Born in the oil-rich Niger Delta area of Nigeria, Tanure Ojaide was raised by his grandmother in a riverine rural environment. He attended a Catholic Grammar School and Federal Government College, Warri. Ojaide was later educated at the University of Ibadan, where he received a bachelor's degree in English, and Syracuse University, where he received both the M.A. in Creative Writing and Ph.D. in English. A Fellow in Writing of the University of Iowa, his poetry awards include the Commonwealth Poetry Prize for the Africa Region (1987), the All-Africa Okigbo Prize for Poetry (1988, 1997), the BBC Arts and Africa Poetry Award (1988), and the Association of Nigerian Authors Poetry Award (1988, 1994, and 2003). Mr. Ojaide taught for many years at The University of Maiduguri (Nigeria), and is currently Professor of Africana Studies at the University of North Carolina at Charlotte, where he teaches African/Pan-African literature and art.

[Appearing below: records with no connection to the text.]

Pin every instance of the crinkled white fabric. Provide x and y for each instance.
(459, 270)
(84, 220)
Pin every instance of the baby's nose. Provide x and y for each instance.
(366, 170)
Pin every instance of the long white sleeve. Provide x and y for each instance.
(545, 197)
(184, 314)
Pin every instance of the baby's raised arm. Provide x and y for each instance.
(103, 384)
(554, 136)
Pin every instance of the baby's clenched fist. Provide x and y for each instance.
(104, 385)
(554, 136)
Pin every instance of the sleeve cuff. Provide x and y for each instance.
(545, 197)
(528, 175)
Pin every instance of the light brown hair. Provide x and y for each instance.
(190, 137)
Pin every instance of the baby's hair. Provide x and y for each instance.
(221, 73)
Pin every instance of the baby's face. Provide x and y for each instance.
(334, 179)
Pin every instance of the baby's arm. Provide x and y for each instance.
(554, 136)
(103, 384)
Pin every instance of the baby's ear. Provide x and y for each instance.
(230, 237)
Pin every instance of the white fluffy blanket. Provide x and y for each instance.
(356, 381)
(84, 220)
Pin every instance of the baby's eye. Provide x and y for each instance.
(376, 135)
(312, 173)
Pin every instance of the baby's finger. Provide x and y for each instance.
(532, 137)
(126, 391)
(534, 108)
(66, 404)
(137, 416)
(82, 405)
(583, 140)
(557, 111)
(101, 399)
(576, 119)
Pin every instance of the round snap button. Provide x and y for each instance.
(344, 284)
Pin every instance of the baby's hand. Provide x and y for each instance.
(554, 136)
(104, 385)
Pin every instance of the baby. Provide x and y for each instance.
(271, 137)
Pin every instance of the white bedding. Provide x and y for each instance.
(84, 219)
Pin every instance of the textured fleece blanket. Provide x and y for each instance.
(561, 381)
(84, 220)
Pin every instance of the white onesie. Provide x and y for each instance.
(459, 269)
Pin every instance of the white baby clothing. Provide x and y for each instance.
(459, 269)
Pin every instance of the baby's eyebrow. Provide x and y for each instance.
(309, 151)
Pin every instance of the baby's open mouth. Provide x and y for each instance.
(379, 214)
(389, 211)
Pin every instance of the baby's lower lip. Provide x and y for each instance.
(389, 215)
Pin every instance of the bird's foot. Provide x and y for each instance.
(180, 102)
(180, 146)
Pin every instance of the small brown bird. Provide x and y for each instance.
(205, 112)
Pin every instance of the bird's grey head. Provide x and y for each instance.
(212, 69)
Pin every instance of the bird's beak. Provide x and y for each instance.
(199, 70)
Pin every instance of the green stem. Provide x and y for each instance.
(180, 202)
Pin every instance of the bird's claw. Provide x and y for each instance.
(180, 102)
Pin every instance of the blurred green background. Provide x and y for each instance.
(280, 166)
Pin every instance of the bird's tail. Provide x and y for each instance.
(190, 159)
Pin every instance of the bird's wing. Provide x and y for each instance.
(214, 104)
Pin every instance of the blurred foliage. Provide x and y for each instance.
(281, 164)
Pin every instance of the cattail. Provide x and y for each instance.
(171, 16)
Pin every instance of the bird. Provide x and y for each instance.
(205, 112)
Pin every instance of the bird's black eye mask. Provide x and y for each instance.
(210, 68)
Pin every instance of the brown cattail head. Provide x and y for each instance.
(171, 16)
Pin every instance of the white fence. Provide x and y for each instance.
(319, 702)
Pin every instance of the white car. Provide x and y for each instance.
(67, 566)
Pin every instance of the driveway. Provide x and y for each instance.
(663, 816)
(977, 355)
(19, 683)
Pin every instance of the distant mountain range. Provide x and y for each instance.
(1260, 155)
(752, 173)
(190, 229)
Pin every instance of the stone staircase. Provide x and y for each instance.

He received a National Endowment for the Humanities fellowship for the 1999/2000 academic year to collect and study the "Udje Dance Songs of Nigeria's Urhobo People." He has also received a Fulbright research/teaching fellowship (2002-2003). He has published fourteen collections of poetry, a memoir, a short story collection, a novel, and four books of literary criticism. He has read from his poetry in Britain, Canada, France, Ghana, Israel, Mexico, Nigeria, The Netherlands, Spain, the United States, and South Africa. His poetry has been translated into Chinese, Dutch, French, and Spanish.